FORT WORTH, Texas — BNSF Railway hopes to have its fire-damaged Inside Gateway main line linking the Pacific Northwest and Northern California back in service later this month.
The Gateway Subdivision between Stockton, Calif., and Klamath Falls, Ore., has been out of service since July 21, when the Dixie Fire approached the railroad and later severely damaged a pair of bridges and collapsed a timber-lined section of Tunnel 4 just north of the famed Keddie Wye.
The Dixie Fire, which has scorched more than 963,000 acres in Northern California since July 13, is now 94% contained, fire officials say.
“BNSF engineering teams are completing a major project to repair a damaged tunnel just north of Keddie, Calif.,” the railroad said in a customer advisory on Friday. “The tunnel is expected to re-open as soon as mid-month, with a re-opening of the full affected main line shortly thereafter, if conditions allow.”

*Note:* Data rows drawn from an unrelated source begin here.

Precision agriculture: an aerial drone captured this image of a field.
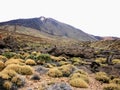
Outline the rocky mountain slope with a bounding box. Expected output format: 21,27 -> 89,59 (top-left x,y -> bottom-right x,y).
0,17 -> 97,41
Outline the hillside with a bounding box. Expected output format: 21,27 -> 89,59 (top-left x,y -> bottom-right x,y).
0,17 -> 97,41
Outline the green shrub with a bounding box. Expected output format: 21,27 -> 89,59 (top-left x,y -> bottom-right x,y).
70,73 -> 89,83
75,69 -> 88,76
11,76 -> 25,87
3,81 -> 12,90
103,83 -> 120,90
112,59 -> 120,64
5,64 -> 33,75
0,61 -> 5,71
0,69 -> 17,80
47,67 -> 63,77
5,58 -> 24,66
25,59 -> 36,66
58,64 -> 75,77
95,58 -> 106,64
0,55 -> 8,62
95,72 -> 110,83
2,52 -> 16,59
37,54 -> 51,63
69,78 -> 88,88
110,78 -> 120,85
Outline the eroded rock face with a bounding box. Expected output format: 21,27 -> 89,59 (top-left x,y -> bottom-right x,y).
47,82 -> 72,90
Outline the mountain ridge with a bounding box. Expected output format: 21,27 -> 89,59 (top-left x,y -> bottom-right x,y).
0,16 -> 97,41
0,16 -> 119,41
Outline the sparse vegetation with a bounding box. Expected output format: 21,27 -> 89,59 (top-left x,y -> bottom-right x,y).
103,83 -> 120,90
48,67 -> 63,77
112,59 -> 120,64
110,78 -> 120,85
5,59 -> 24,66
69,78 -> 88,88
3,81 -> 12,90
25,59 -> 36,66
0,61 -> 5,71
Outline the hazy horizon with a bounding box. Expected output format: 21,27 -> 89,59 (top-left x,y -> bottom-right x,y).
0,0 -> 120,37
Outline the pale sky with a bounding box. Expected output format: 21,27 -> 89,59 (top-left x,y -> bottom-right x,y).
0,0 -> 120,37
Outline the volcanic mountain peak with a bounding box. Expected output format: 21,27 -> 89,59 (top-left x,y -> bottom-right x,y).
0,16 -> 97,41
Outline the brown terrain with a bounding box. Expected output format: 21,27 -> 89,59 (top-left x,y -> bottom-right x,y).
0,17 -> 120,90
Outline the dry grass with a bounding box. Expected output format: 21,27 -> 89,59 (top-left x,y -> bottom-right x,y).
0,55 -> 8,62
48,67 -> 63,77
58,64 -> 75,77
0,61 -> 5,71
25,59 -> 36,66
3,81 -> 12,90
95,58 -> 106,64
110,78 -> 120,85
5,58 -> 24,66
112,59 -> 120,64
69,78 -> 88,88
0,70 -> 17,80
70,73 -> 89,83
103,83 -> 120,90
5,64 -> 33,75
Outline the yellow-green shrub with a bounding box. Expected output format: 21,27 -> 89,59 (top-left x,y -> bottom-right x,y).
59,61 -> 69,66
0,55 -> 8,62
58,64 -> 75,77
50,56 -> 67,62
5,64 -> 33,75
110,78 -> 120,85
75,69 -> 88,76
69,78 -> 88,88
5,59 -> 24,66
11,75 -> 25,86
103,83 -> 120,90
0,69 -> 17,79
95,72 -> 110,83
95,58 -> 106,64
112,59 -> 120,64
0,61 -> 5,71
25,59 -> 36,66
70,73 -> 89,83
3,81 -> 12,90
48,67 -> 63,77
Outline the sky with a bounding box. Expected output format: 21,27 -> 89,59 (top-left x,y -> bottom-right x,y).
0,0 -> 120,37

Crews began making repairs to the 470-foot tunnel in mid-August. “Restoration efforts are nearly complete to restore the roof and walls,” BNSF spokeswoman Lena Kent says.

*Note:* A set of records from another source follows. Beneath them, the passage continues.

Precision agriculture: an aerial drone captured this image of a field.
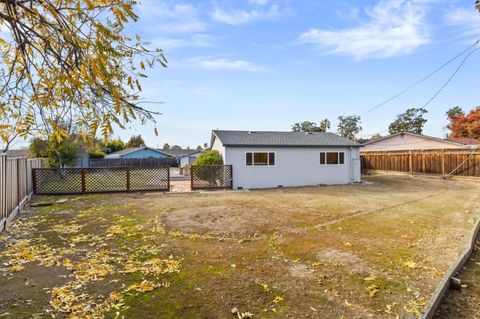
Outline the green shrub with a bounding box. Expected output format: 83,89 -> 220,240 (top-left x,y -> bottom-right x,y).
192,150 -> 223,186
193,150 -> 223,166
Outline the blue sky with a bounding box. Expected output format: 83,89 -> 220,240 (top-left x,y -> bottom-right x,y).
10,0 -> 480,147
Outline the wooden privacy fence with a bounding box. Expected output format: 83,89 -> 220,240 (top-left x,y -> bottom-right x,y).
88,157 -> 178,167
0,154 -> 42,231
190,165 -> 233,190
32,167 -> 170,195
360,149 -> 480,177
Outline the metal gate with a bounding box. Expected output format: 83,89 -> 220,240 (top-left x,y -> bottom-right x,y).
190,165 -> 233,190
32,167 -> 170,195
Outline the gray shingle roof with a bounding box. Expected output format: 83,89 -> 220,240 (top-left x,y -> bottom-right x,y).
158,148 -> 198,157
213,130 -> 362,147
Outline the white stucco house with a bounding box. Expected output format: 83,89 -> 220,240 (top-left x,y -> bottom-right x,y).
211,130 -> 362,189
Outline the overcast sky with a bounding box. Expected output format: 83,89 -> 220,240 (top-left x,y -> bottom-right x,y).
7,0 -> 480,147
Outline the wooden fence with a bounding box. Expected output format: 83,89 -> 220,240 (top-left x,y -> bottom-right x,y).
360,149 -> 480,177
0,154 -> 42,231
88,157 -> 178,167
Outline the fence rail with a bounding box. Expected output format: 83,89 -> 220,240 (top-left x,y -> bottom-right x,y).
361,150 -> 480,177
88,157 -> 178,167
190,165 -> 233,190
32,167 -> 170,195
0,154 -> 42,231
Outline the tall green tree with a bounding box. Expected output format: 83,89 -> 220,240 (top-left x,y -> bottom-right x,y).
0,0 -> 167,148
337,115 -> 362,141
127,134 -> 145,147
292,121 -> 320,132
388,108 -> 428,134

The wildfire also destroyed the timber decks of two bridges, a 120-foot span at Milepost 199.66 and a 510-foot bridge at Milepost 198.5, both of which have been repaired. The steel spans and substructures of the bridges survived the fire and were not damaged, Kent says.
BNSF has been forced to reroute traffic via Denver, Amarillo, Texas, and Barstow, Calif., as well as via trackage rights over Union Pacific between Denver and Northern California. The detours have added several days to normal transit times.
The Gateway Sub handles an average of six trains per day, BNSF says.
3 thoughts on “BNSF Railway hopes to reopen fire-damaged Northern California main this month”
It seems to me if BNSF was running a mere 6 trains a day over the Gateway that UP could have accommodated them between Sacramento and Klamath Falls.
Since BNSF closed the Gateway Line, I’ve seen BNSF trains pull off the UP line on which they have trackage rights and go into their yard at Klamath Falls, OR, and once inspected by their mechanical department, push backwards onto the UP line and then continue south on UP’s Black Butte Subdivision to Sacramento. I assume from there they can continue east through the Feather River line to Keddie where it connects with their Gateway Line. It would seem a logical way to by-pass the Gateway Line while it is being repaired, but I don’t know if that’s what is happening. If someone happens to know, I’d appreciate hearing. Thanks
Just imagine if the Modoc line was still existed…though it probably would’ve been affected as well.